Para Ruy, fazer poemas é fugir da racionalidade explícita a que somos submetidos diariamente. "Quando você cria, está num mundo onde não racionaliza. Talvez por isso você se expresse através da literatura". Um alento em um mundo instrumentalizado e regrado em que vivemos.


> Leia alguns poemas de Ruy Espinheira Filho

> Assista à entrevista exclusiva com Ruy Espinheira Filho ao SaraivaConteúdo





  • Léa Madureira Gurgel Lima 05 de Março de 2010 | 20:12
    Oi, Ruy! Gostei muito da entrevista e comungo com o que diz. Não se escreve alegrinho, saindo a passeio com as idéias. Quando publiquei meu primeiro livro de poemas usei a expressão: foi como parir um elefante! Sempre carrego a angústia da próxima página. Mas vale a pena. Parabéns ! Visito "Sob o Céu de Samarcanda" entre sonetos, relembranças dos amigos, antigos poetas e tantos passeios que nos prendem, ao prazer da boa poesia.
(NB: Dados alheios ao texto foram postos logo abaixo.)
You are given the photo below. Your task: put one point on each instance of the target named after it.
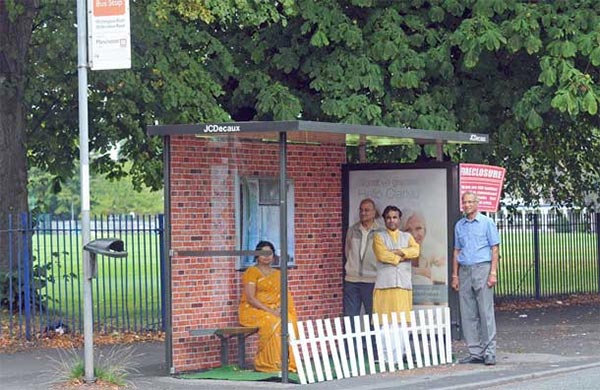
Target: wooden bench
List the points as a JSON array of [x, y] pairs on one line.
[[224, 334]]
Grande abraço, Léa Lima

  • Gilka Bandeira 03 de Março de 2010 | 23:36
    Como os que me antecederam já dissseram, foi um excelente entrevista e também muito bem apresentada. É para ser guardada e revisitada.

  • Georgio Rios 28 de Fevereiro de 2010 | 18:15
    Uma bela entrevsita, sinto que a tua poesia, como toda poesia de qualidade, não se prende aos ismos mas, partindo da árdua peleja do fazer poetico traça as sendas necessárias para que o alumbramento da poesia, possa parecer leve ao leitor.Um livro a fazer-se entre as mãos de leitor.Parabéns ao Ruy.

  • Rafael Rodrigues 28 de Fevereiro de 2010 | 13:10
    Excelente entrevista, excelente matéria. E que foto linda, essa. Parabéns aos Tomás Rangel pela "pintura". Em breve estarei com "Samarcanda" em mãos :)

  • H Marques-Samyn 28 de Fevereiro de 2010 | 12:01
    Brilhante entrevista com um dos nossos maiores poetas. O Ruy é um dos poucos que permanecerão.

  • Sonia Coutinho 27 de Fevereiro de 2010 | 16:33
    Amigo Ruy, está ótima sua entrevista. Parabéns por ela e parabéns por mais esse livro com sua excelente poesia. Uma obra que vai crescendo e ninguém pode mais ignorar. Além disso, Ruy, você é uma grande pessoa e um ótimo papo. A chama da criação poética junto com uma insuperável simpatia! Ruy, a gente se vê em breve, espero, num café na Barra. Sonia Coutinho

  • Secchin 27 de Fevereiro de 2010 | 13:49
    Excelente matéria, que faz jus à qualidade da poesia de Ruy.

  • Ruy Espinheira Filho 27 de Fevereiro de 2010 | 11:51
    Oi, pessoal, ficou muito bom, inclusive com aquela verdadeira antologia poética que foi inserida. Abraços gerais, Ruy.